In June 2015, the bar won a Chocolate Silver award from the Academy of Chocolate Award, held in London.

===Judiciary reforms===
On 2 September 2011, Mimiko presented a review of the state laws in use since 1978. The Revised Edition of the laws is published in 500 volumes; it is a compendium of all the laws made in the state from its creation in 1978 to 2006. The revised laws became operational on 20 September 2011. Nigeria's first prison High court was established by Mimiko. The Court-in–Prison programme is a feature of the Ondo Rapid Justice System programme introduced in 2012, to accelerate the dispensation of justice, and decongest the state's prisons. On 2 April 2012, the State High Court in the premises of the head office of the Nigerian Prisons Service NPS, Olokuta Medium Security Prison, Akure commenced operation.

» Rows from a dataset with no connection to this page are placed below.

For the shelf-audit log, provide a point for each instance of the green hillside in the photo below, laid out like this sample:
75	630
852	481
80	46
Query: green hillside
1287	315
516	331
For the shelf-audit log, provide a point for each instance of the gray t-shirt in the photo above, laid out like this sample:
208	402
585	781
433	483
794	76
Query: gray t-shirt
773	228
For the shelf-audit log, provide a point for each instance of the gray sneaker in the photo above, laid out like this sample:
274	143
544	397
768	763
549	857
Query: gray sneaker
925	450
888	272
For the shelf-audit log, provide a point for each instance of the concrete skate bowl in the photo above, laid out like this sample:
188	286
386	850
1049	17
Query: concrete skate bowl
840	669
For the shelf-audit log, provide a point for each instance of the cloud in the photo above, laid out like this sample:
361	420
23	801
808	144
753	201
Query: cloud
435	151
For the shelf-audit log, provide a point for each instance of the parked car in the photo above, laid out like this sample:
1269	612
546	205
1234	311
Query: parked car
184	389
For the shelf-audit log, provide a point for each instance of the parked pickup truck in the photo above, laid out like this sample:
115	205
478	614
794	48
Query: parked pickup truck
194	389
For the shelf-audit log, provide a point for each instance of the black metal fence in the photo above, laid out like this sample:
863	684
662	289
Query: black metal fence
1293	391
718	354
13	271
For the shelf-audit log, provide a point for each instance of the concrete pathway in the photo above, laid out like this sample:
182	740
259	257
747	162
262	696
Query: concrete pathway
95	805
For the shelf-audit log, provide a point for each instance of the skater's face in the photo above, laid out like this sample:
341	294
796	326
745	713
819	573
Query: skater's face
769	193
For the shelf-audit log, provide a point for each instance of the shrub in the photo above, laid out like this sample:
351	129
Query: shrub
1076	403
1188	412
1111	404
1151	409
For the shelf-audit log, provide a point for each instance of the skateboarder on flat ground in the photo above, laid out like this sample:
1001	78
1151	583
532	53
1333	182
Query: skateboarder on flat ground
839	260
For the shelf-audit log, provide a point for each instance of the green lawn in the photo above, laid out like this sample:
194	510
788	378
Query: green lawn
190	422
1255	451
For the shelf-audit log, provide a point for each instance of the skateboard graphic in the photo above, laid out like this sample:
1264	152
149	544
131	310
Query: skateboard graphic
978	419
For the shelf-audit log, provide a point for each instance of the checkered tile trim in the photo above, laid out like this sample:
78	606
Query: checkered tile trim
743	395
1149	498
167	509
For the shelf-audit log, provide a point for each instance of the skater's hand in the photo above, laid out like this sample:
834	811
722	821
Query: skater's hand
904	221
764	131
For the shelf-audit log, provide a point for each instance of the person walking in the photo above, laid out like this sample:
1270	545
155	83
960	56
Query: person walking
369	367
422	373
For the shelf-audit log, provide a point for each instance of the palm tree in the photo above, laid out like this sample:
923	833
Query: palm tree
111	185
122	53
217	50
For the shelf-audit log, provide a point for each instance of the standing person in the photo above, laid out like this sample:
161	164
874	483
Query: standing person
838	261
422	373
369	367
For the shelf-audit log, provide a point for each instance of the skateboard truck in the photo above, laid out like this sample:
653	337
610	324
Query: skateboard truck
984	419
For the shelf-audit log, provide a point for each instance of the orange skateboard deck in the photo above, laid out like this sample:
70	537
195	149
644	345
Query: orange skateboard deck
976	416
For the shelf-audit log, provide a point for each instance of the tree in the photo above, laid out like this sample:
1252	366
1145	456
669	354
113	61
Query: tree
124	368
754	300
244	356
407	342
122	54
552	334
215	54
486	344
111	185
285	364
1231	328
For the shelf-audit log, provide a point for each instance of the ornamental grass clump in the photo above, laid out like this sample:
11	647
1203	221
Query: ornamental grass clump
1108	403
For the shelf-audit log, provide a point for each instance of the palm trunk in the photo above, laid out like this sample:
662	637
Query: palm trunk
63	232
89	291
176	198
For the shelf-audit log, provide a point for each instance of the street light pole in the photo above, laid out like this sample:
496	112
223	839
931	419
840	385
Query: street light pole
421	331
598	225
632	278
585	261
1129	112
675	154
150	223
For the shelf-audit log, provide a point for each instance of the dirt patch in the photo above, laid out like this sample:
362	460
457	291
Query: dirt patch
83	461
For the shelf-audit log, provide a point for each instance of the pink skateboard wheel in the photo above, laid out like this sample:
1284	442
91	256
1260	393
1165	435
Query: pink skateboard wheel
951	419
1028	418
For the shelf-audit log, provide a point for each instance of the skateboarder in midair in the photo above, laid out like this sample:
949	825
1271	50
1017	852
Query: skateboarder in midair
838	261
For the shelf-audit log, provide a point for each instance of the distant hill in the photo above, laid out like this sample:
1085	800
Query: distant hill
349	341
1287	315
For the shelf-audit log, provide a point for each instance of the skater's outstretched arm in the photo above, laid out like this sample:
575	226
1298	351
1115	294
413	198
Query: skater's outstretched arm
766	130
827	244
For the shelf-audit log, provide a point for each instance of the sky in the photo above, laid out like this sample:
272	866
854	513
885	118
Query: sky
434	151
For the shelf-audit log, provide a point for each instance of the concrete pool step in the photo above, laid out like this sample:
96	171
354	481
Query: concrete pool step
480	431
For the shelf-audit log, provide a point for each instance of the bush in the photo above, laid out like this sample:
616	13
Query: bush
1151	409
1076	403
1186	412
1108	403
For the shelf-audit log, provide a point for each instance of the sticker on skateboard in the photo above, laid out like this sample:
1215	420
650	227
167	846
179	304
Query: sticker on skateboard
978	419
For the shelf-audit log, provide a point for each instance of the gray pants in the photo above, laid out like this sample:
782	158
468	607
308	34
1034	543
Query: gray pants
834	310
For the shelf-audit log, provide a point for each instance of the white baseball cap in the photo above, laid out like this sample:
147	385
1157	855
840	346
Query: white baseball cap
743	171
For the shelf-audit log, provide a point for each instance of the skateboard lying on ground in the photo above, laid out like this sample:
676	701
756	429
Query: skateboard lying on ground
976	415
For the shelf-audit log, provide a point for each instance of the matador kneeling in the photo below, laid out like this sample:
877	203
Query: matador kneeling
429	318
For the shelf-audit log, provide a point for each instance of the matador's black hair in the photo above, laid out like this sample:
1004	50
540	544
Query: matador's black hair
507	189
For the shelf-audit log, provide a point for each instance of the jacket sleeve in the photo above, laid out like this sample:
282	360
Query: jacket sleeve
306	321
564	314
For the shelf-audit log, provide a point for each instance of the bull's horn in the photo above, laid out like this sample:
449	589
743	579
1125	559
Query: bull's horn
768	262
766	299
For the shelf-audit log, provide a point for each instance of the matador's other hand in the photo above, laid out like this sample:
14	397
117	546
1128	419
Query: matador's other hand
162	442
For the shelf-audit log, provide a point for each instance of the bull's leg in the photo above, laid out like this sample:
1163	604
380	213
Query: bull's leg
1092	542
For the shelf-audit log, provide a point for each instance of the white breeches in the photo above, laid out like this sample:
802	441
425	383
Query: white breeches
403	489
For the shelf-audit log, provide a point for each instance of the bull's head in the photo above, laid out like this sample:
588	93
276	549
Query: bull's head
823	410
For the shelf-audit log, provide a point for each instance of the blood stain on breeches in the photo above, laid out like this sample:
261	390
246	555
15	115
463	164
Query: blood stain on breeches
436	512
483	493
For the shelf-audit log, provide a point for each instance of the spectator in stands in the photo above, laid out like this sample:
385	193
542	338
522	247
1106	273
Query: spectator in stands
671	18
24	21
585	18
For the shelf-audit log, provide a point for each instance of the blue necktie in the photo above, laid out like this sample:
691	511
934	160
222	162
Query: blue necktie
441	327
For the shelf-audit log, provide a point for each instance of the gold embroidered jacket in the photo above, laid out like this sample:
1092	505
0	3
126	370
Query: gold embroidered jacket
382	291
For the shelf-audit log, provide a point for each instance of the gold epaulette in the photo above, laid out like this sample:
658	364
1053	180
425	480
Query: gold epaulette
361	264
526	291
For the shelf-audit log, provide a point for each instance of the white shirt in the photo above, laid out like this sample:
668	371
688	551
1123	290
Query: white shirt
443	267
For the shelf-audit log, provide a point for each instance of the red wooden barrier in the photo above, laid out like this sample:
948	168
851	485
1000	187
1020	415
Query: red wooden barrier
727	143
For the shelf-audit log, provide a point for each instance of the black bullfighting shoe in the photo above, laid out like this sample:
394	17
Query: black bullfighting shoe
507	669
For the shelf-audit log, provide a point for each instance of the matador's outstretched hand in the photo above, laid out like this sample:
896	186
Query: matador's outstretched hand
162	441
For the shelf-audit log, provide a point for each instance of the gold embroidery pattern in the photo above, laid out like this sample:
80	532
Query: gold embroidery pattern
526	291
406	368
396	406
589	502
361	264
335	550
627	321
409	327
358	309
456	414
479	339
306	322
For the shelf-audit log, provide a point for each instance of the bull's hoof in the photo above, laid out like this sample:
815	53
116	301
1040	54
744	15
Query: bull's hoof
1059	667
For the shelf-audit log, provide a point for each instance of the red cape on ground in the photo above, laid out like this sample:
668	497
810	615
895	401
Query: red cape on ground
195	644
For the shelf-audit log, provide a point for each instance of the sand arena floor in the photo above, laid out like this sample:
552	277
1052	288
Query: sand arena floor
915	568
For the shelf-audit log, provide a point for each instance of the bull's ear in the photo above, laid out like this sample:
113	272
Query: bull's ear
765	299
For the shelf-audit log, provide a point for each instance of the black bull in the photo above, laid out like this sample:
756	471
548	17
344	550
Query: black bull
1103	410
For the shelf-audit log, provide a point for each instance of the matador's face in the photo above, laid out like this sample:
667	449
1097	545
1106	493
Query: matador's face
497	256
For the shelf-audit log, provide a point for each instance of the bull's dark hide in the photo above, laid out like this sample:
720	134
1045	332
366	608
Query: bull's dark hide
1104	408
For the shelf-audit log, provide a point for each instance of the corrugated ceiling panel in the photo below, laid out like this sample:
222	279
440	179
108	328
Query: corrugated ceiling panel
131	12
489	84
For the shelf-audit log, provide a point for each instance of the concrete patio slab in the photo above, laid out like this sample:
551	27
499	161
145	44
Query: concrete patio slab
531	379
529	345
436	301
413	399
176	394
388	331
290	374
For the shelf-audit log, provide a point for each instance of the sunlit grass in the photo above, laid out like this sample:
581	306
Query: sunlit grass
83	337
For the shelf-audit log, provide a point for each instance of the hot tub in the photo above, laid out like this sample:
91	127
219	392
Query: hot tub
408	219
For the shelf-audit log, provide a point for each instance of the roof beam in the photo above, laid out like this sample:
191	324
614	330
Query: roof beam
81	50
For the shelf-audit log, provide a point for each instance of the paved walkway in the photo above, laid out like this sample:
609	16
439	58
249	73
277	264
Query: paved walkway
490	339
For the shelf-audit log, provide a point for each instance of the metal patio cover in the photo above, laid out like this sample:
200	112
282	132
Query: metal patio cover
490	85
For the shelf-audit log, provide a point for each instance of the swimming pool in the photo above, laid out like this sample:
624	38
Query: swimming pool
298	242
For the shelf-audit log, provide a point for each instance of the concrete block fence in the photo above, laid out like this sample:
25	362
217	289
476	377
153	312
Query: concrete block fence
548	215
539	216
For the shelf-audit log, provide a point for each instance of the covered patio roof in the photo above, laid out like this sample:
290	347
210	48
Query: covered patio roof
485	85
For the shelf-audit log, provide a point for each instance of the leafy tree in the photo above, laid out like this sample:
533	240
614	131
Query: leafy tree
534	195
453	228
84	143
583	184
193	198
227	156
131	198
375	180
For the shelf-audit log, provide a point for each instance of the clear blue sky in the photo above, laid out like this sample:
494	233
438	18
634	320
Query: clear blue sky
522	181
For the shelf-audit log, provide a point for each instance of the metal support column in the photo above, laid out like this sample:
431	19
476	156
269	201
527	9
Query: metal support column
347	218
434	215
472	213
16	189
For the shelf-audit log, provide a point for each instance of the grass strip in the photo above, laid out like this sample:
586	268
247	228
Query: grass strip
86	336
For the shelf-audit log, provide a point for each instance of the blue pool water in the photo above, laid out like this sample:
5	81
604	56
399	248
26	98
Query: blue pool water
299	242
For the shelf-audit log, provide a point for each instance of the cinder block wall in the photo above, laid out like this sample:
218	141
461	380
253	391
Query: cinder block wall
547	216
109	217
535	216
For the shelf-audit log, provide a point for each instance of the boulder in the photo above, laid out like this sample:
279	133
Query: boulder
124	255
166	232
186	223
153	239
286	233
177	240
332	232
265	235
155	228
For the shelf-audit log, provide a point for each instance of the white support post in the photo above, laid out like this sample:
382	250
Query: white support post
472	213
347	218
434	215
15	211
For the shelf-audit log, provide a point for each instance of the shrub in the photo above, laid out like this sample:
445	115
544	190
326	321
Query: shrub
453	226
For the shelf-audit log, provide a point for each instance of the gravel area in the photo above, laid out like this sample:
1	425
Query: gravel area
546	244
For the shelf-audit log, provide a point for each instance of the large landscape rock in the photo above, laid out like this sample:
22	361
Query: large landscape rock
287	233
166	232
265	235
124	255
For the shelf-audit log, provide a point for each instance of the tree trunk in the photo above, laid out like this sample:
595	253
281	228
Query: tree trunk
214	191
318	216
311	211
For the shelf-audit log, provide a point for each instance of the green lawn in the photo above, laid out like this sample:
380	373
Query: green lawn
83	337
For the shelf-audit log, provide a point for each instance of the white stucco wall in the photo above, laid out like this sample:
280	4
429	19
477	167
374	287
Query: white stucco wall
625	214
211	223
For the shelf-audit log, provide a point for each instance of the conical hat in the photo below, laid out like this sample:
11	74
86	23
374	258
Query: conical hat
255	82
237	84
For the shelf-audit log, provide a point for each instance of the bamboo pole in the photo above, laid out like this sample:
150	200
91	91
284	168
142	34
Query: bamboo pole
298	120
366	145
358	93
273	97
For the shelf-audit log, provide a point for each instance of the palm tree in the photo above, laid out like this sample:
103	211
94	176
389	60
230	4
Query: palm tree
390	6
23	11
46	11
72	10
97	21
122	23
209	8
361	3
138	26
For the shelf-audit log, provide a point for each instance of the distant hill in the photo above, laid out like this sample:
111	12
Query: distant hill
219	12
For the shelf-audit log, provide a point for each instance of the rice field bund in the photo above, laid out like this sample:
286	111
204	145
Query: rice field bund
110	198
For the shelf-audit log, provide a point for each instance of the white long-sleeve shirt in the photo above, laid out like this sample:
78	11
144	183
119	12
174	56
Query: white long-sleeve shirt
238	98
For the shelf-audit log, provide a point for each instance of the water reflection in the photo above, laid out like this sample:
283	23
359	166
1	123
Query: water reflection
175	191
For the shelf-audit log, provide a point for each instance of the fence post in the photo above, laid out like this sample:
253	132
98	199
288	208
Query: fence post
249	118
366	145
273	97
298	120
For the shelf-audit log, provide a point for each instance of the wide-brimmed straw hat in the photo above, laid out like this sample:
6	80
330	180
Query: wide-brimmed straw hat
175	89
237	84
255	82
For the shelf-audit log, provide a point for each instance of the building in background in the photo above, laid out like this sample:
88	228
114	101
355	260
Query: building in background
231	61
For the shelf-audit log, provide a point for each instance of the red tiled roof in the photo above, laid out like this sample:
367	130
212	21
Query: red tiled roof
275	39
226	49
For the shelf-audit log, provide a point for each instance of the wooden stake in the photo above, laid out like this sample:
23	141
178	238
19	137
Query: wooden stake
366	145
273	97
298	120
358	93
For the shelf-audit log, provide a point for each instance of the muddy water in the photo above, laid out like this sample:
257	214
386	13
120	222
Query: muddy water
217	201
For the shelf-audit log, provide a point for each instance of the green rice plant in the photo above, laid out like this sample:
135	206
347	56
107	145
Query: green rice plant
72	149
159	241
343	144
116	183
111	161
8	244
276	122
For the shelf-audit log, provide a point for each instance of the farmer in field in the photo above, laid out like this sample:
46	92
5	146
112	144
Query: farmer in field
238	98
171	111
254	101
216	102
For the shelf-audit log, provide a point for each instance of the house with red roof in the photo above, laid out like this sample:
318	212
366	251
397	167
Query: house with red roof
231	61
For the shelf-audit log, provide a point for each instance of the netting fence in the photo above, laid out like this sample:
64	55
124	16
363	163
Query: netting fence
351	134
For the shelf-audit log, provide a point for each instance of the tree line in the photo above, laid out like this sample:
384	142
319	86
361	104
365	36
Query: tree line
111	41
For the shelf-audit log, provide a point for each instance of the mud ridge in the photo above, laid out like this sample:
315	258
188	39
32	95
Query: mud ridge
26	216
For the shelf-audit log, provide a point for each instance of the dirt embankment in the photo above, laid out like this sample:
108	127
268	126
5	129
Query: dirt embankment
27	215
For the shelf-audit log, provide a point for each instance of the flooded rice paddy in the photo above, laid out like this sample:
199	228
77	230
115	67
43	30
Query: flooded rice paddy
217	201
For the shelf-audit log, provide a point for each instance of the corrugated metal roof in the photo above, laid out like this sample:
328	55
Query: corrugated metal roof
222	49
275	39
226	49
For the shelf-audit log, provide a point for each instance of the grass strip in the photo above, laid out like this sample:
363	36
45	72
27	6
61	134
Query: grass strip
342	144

Under the Mimiko administration the State Customary Court of Appeal, eighteen new Magistrate Courts, and two High Courts in Idanre and Ifedore Local Government areas were established. The administration carried out a renovation of all the High Courts and Magistrate courts in the State, and attracted the Federal High Court and the National Industrial Court to Ondo State. Mimiko was instrumental in bringing the Akure Division of the Court of Appeal to Ondo State.
 On 14 November 2015, the Ondo State House of Assembly passed into Law the Bill for Administration of Criminal Justice 2015, to address the issue of delays in the administration of justice.